Why are hurricanes in New England generally less intense than those in the Southeastern United States?

The intensity of hurricanes in New England is influenced by several factors, with sea temperature being a crucial element. Warm waters in the South, located below Cape Cod, tend to strengthen hurricanes. However, North Atlantic waters, situated north of Cape Cod, are considerably colder. This temperature difference plays a significant role in diminishing the intensity of hurricanes as they move northward.

Can hurricanes in New England still pose significant threats?

Yes, hurricanes in New England can still be dangerous, even if they are generally less intense than hurricanes in other regions. Historical examples, such as the Great New England Hurricane of 1938 and the flooding caused by Hurricane Irene in 2011, demonstrate that these storms can bring high winds, heavy rainfall, and substantial damage, not only along the coast but also inland.

Where is Hurricane Lee tracking in New England?

Hurricane Lee is currently tracking toward Down East Maine, which is the easternmost region of the state. While Maine has experienced hurricanes in the past, they are relatively rare events, and Lee’s impact is expected to be mitigated by the cold North Atlantic waters. Nevertheless, the state is preparing for the possibility of significant waves and strong winds.

What factors contribute to the strength and landfall location of hurricanes in the Atlantic?

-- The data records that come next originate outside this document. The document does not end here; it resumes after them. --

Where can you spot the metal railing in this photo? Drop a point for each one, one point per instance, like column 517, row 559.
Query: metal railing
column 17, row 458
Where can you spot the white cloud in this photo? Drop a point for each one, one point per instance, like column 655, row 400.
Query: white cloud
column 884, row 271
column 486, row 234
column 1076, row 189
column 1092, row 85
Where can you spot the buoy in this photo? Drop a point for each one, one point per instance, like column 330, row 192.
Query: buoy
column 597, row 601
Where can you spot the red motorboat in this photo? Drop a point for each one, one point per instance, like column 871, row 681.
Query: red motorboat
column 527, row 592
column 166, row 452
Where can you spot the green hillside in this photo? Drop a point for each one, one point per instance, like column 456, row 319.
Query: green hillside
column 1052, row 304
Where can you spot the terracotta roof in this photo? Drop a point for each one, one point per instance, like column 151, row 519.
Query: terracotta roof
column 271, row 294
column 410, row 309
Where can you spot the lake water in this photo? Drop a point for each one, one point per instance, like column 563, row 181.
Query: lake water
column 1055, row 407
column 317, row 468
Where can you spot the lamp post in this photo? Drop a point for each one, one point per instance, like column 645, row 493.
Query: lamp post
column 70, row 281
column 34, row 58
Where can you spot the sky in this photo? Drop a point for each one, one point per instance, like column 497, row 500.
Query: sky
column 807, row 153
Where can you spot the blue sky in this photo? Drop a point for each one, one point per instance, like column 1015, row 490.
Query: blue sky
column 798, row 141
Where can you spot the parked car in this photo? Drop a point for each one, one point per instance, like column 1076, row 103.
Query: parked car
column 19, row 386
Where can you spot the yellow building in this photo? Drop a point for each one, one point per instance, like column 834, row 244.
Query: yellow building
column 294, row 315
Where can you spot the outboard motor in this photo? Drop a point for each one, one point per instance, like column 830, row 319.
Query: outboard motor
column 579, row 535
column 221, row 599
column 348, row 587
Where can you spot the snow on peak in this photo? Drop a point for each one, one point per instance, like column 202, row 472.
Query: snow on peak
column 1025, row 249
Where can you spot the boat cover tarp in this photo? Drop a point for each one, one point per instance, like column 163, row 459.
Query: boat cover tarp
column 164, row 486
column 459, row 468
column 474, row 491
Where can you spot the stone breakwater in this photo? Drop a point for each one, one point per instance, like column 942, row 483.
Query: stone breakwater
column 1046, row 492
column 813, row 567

The strength and landfall location of hurricanes in the Atlantic are influenced by various factors, including sea temperature, atmospheric conditions, and geographical features. Warm ocean waters tend to fuel and strengthen hurricanes, making landfall in regions with warmer waters more likely. Historical records show that the most powerful hurricanes have made landfall in the Caribbean, Mexico, and the Southern United States, where warm waters abound.

How is climate change affecting the potential for hurricanes in New England?

Climate change is causing some concern regarding the future of hurricanes in New England. The Gulf of Maine, in particular, is warming at a faster rate than most of the world’s oceans. This warming trend could potentially lead to slower weakening of hurricanes approaching New England and may also contribute to the formation of more potent storms in southern regions. However, the exact impact of climate change on hurricanes in New England remains an area of ongoing scientific research.